Description
XREFs
- RFC: Consider updating
copy
semantics inastype
toFalse/None/True
#788 - Disambiguate what copy=True means for dask #866
- BUG:
astype(copy=False)
andasarray
deep-copy the buffer when changing signedness numpy/numpy#27509
astype specifies:
copy (bool) – specifies whether to copy an array when the specified dtype matches the data type of the input array x. If True, a newly allocated array must always be returned. If False and the specified dtype matches the data type of the input array, the input array must be returned; otherwise, a newly allocated array must be returned. Default: True.
I think that the definition of copy=False is unclear when two dtypes only differ in signedness (e.g. int64 vs uint64) so one could be a view of the other. This is particularly true if you consider that astype has no option for elementwise validation vs. over/underflow.

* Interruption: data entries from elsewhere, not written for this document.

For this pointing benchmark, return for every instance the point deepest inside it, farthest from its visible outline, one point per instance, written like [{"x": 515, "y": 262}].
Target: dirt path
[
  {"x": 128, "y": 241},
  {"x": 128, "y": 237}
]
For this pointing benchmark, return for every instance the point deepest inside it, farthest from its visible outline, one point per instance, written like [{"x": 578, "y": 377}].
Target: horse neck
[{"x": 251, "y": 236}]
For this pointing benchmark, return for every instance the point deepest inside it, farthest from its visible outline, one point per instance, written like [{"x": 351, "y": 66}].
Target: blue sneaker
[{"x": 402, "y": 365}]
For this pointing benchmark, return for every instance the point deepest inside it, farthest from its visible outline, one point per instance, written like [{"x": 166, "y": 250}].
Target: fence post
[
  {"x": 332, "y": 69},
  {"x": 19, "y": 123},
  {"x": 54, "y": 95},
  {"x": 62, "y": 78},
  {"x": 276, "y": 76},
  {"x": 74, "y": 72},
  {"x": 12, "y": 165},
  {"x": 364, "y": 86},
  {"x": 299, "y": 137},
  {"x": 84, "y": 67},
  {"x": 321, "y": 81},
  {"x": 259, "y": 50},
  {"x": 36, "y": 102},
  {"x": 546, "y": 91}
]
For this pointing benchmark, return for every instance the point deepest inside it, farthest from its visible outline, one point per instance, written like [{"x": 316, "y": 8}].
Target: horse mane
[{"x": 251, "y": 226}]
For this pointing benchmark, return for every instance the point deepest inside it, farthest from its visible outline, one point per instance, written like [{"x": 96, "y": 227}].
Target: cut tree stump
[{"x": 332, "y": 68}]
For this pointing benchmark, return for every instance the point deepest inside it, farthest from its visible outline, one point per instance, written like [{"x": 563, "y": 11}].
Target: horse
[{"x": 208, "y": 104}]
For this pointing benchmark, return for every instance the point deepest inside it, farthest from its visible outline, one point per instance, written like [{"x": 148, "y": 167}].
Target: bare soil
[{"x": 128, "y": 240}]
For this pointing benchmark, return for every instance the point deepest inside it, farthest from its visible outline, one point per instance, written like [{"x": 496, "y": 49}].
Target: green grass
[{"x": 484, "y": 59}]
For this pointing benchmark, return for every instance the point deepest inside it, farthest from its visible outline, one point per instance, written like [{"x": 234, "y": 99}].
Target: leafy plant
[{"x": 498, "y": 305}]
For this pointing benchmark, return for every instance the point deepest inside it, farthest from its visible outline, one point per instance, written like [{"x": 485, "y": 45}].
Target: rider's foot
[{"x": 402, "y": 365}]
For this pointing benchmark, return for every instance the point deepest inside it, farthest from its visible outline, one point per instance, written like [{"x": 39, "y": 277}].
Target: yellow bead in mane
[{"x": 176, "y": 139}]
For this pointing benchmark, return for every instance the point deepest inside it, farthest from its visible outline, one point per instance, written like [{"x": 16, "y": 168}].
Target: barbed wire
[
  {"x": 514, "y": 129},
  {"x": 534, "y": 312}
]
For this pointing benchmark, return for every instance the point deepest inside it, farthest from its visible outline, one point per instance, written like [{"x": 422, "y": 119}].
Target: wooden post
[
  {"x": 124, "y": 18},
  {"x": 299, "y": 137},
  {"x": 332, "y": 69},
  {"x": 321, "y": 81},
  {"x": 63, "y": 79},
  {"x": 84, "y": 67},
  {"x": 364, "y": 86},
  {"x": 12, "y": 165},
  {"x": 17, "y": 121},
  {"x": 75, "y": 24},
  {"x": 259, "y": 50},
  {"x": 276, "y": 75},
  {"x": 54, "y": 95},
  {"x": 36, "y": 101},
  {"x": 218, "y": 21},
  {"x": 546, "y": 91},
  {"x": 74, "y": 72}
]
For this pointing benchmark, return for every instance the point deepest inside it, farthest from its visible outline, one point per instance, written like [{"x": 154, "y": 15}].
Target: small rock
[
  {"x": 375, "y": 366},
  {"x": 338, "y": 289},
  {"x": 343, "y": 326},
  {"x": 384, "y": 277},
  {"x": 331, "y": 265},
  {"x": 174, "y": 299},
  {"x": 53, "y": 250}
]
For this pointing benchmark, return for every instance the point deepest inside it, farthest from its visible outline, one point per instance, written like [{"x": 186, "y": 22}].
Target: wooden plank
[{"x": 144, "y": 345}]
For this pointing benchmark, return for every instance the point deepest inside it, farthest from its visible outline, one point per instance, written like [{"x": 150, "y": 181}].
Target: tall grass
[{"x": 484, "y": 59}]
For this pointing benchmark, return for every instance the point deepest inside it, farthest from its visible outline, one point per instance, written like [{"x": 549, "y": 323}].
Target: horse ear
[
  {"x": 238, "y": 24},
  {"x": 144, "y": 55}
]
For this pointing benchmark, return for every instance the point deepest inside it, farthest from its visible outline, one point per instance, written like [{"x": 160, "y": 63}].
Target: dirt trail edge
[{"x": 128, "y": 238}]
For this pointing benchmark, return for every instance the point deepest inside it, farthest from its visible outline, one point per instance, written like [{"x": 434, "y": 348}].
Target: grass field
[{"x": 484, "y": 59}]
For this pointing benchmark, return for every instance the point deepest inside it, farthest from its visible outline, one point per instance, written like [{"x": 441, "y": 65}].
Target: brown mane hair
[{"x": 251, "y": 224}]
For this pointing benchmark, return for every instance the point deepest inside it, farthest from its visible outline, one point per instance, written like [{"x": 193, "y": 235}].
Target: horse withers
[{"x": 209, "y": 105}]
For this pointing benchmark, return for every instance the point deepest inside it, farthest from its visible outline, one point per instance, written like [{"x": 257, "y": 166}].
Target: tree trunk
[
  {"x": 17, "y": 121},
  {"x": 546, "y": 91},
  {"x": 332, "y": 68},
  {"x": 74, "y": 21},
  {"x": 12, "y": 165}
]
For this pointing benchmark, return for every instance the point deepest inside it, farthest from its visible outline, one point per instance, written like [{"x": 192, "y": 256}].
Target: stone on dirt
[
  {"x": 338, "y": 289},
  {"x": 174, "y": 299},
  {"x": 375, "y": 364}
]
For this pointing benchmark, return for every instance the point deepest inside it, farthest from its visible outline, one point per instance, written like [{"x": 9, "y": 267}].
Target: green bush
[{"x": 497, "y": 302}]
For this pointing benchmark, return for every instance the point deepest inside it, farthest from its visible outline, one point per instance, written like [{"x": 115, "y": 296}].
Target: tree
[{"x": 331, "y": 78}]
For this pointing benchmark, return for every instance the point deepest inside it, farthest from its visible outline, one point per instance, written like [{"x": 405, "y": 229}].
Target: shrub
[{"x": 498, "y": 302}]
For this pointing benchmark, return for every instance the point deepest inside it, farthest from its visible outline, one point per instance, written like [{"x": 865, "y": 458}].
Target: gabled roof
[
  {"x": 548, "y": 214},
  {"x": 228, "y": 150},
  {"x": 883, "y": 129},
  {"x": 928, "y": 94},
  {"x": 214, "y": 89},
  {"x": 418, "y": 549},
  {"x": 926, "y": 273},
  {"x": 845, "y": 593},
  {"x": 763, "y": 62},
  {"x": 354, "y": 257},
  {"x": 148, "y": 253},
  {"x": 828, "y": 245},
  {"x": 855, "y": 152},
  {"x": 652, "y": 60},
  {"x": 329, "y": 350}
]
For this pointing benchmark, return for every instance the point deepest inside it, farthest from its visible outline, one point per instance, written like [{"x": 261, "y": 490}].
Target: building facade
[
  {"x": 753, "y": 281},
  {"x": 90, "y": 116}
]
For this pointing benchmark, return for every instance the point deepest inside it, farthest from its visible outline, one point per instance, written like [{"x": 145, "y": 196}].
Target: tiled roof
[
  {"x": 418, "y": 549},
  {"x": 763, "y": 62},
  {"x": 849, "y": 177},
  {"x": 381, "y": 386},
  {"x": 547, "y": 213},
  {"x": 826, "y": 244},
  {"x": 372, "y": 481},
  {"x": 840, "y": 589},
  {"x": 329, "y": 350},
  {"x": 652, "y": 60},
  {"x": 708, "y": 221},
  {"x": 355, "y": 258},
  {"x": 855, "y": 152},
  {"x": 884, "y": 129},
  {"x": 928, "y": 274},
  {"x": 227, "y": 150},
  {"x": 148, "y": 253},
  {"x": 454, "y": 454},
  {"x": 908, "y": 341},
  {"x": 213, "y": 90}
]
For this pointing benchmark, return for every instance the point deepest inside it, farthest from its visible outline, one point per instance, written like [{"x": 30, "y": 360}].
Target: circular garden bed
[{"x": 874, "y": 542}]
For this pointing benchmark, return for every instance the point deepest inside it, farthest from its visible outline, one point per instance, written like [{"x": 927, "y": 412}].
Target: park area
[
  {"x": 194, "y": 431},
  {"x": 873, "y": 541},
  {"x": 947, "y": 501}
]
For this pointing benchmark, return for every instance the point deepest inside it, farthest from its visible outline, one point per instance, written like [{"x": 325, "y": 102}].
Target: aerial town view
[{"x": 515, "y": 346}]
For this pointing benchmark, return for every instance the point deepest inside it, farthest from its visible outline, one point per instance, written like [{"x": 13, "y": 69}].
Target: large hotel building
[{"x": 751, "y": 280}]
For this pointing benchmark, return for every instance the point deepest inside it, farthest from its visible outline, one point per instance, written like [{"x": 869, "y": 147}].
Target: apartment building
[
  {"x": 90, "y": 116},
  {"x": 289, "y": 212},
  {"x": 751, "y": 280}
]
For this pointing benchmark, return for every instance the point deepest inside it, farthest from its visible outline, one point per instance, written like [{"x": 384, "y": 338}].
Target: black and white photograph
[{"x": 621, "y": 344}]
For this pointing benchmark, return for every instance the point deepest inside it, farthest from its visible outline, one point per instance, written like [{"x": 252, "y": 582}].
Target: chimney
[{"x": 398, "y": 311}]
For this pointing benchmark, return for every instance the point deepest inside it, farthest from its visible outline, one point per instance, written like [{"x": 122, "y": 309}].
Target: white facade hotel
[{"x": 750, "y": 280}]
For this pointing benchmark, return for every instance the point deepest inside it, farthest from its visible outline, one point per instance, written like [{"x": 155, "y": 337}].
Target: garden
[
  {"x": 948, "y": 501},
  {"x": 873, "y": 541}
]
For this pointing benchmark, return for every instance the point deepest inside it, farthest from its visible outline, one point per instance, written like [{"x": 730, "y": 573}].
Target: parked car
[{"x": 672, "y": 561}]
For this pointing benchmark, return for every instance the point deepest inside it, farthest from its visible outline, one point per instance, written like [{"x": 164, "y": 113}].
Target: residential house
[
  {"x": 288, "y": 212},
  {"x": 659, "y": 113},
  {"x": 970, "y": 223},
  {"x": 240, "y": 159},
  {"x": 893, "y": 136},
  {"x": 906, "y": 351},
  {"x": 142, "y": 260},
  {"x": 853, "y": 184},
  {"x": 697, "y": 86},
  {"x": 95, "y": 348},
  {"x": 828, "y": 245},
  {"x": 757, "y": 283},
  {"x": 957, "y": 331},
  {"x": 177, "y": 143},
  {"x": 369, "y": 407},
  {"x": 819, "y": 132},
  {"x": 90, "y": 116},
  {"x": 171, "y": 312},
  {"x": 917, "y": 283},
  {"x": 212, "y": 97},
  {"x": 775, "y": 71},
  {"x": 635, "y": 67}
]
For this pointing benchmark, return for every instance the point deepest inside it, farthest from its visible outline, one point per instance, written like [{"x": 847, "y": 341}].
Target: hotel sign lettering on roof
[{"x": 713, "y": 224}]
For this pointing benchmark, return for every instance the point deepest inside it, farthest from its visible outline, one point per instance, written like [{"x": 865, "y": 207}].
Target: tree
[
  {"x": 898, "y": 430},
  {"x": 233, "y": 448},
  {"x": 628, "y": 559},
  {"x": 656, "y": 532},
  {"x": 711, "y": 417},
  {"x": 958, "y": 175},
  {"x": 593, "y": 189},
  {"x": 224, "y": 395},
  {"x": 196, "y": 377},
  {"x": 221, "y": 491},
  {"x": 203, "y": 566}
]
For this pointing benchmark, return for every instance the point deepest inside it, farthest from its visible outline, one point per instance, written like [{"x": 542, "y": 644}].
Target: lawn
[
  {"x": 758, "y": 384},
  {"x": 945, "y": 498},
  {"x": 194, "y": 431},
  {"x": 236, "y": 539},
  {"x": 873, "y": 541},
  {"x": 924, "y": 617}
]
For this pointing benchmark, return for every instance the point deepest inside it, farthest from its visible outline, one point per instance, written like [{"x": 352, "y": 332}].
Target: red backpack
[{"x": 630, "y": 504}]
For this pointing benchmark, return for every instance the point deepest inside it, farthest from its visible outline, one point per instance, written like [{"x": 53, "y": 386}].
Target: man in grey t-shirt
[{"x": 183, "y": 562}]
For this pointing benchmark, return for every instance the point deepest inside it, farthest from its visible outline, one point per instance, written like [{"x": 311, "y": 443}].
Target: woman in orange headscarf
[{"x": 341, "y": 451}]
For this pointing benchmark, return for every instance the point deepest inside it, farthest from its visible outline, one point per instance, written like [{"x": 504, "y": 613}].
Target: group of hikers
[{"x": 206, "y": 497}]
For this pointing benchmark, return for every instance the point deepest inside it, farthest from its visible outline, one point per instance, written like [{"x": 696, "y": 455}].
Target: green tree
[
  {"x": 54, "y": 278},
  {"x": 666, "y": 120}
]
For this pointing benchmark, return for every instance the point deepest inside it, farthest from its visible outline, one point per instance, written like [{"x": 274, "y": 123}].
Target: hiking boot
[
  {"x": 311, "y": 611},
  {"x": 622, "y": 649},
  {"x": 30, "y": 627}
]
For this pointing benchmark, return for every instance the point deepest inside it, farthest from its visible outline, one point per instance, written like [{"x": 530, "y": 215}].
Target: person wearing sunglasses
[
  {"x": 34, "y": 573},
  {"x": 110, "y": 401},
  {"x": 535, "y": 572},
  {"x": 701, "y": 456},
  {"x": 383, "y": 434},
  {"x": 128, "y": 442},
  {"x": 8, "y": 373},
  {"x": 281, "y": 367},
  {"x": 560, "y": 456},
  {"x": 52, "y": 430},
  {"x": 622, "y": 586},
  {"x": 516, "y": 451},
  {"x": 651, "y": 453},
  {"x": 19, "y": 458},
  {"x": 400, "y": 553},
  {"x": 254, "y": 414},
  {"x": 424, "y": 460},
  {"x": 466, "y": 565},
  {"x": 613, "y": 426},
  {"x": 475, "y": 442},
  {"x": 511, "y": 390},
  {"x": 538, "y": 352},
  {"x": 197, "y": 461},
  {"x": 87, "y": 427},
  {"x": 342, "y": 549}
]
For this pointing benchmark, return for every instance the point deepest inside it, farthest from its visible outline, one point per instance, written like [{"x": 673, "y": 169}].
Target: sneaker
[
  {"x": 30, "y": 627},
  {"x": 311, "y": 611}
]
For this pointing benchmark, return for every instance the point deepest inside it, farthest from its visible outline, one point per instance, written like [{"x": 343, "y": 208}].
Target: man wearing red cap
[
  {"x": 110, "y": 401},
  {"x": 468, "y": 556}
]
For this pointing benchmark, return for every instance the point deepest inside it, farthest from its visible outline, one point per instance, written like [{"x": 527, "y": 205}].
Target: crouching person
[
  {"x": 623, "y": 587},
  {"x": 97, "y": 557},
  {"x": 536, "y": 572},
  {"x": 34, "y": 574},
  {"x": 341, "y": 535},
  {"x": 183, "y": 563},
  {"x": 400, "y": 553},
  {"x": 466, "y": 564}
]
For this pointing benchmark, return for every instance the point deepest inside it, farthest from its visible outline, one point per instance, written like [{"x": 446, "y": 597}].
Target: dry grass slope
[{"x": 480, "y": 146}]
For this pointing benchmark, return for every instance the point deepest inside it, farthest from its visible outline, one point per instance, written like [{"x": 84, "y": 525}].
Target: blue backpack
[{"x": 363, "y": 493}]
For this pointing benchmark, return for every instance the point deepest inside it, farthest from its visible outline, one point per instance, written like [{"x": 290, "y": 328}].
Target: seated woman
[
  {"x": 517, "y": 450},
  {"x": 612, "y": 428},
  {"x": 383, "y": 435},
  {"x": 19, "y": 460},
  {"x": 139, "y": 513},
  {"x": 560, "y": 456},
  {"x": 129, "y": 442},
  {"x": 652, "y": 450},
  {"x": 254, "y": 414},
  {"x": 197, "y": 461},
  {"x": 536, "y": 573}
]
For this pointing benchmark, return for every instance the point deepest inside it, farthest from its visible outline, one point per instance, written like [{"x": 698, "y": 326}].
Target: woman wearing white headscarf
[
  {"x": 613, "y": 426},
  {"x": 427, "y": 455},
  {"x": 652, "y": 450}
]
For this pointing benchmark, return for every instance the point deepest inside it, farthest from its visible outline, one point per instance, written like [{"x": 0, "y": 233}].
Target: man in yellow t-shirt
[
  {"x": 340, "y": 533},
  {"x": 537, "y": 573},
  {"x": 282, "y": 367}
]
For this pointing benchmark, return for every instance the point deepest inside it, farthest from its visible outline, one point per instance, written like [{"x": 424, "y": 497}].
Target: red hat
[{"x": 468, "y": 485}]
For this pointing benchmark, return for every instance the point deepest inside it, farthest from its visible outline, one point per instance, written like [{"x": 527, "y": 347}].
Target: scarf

"A newly allocated array" could be interpreted either as
- new python object around a new (deep-copied) buffer, OR
- new python object, possibly pointing to the same buffer (a "view" in numpy speech).
In numpy, astype unnecessarily deep-copies. I suggested changing its behaviour at numpy/numpy#27509 but the feedback was that the behaviour of numpy is unlikely to change as it would be a breaking change. However, there is no reason why other libraries ascribing to the array API would need to replicate numpy's behaviour.
My proposal here is to add a clause
If False and the specified dtype matches the data type of the input array, the input array must be returned; otherwise, a newly allocated array must be returned, which may or may not share memory with the input array.